About Me

My photo

Application Developer who loves writing beautiful code and enjoys learning something new everyday.

Thursday, January 31, 2013

Getting Australian POIs from Sensis API

The App

Over the last X-mas/New Year break, I wrote a simple Web app to search for Australian Points-Of-Interest (POIs), such as toilets, petrol stations, rest areas, picnic grounds, hospitals, etc. Other than petrol stations (considered as "business" listings), the rest are mostly non-business entities.

Here is the URL of the app:

http://aus-pois.appspot.com

This web app works on desktop PCs and tablets with the following browsers:- Firefox, Chrome, Safari or the Android default browser. There is also an Android application Aus Pois that renders the JSON feed from this web app.

The Algorithm

This app gets the POI data from the Sensis API (SAPI). This is the same API that powers the Australian Yellow Pages website. Here's the URL to get the nearest POIs within 2 kms of the location, with Category Id 1007397:

http://api.sensis.com.au/ob-20110511/prod/search?location=-37.58317709893027,145.21661812353523&radius=2&sortBy=DISTANCE_ALL_PAGES&sensitiveCategories=true&categoryId=1007397&includePois=true&key=(SAPI key)

As stated above, petrol stations are considered normal business listings rather than POIs in SAPI, but they can be retrieved together as the real POIs simply by specifying the category ID for "Service Station" in the URL.

The Technology

The Web front-end is done with Google Maps (plus the geometry library), HTML5 (for geolocation and storage) and lots of jQuery goodness.

The server-side logic is implemented on top of Gaelyk, a really cool Groovy framework that allows for almost seamless deployment of the app to Google App Engine.

Monday, July 2, 2012

Moving large data between Oracle database and CSV

I'm currently working on a project that involves importing and exporting large volumes of data between spreadsheet-friendly comma-separated-value (CSV) files and an Oracle database.

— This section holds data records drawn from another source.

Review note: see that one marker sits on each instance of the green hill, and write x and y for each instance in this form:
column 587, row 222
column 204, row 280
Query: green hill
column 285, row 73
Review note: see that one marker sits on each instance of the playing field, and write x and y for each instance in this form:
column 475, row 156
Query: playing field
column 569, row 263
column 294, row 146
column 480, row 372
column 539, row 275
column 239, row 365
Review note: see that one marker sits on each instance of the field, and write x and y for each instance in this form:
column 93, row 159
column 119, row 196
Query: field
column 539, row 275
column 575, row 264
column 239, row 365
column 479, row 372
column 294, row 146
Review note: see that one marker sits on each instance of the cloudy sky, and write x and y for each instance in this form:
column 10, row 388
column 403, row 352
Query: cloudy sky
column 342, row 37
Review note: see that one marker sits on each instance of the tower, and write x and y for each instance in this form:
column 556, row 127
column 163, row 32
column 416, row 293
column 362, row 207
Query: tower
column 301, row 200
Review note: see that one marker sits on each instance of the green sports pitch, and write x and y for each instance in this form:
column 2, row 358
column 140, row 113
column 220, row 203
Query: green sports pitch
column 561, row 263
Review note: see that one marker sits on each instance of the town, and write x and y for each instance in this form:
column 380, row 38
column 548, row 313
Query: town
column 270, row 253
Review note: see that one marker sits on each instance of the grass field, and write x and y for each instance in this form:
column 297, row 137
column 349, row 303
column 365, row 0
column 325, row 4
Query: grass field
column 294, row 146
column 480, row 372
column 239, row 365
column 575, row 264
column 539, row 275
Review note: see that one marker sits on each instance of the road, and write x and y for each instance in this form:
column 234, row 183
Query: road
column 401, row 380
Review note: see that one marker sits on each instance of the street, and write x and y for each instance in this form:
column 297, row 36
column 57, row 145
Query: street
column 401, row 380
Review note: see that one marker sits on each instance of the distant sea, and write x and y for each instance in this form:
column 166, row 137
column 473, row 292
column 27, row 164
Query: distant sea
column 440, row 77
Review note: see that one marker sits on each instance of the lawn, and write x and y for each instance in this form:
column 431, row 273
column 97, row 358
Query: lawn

Although import/export of data can be done using a GUI tool like SQLDeveloper, it is not practical for large volumes or when such jobs need to be scripted. This blog describes how this can be done using BASH scripts and the command-line tools sqlplus and sqlldr.

Scenario

Suppose I run an online shop and maintain a list of purchase transactions with fields such as item_id, customer_id, delivery_status, etc. On my Oracle database, I have PURCHASE_TRANSACTIONS, ITEMS and CUSTOMERS tables with the appropriate joins.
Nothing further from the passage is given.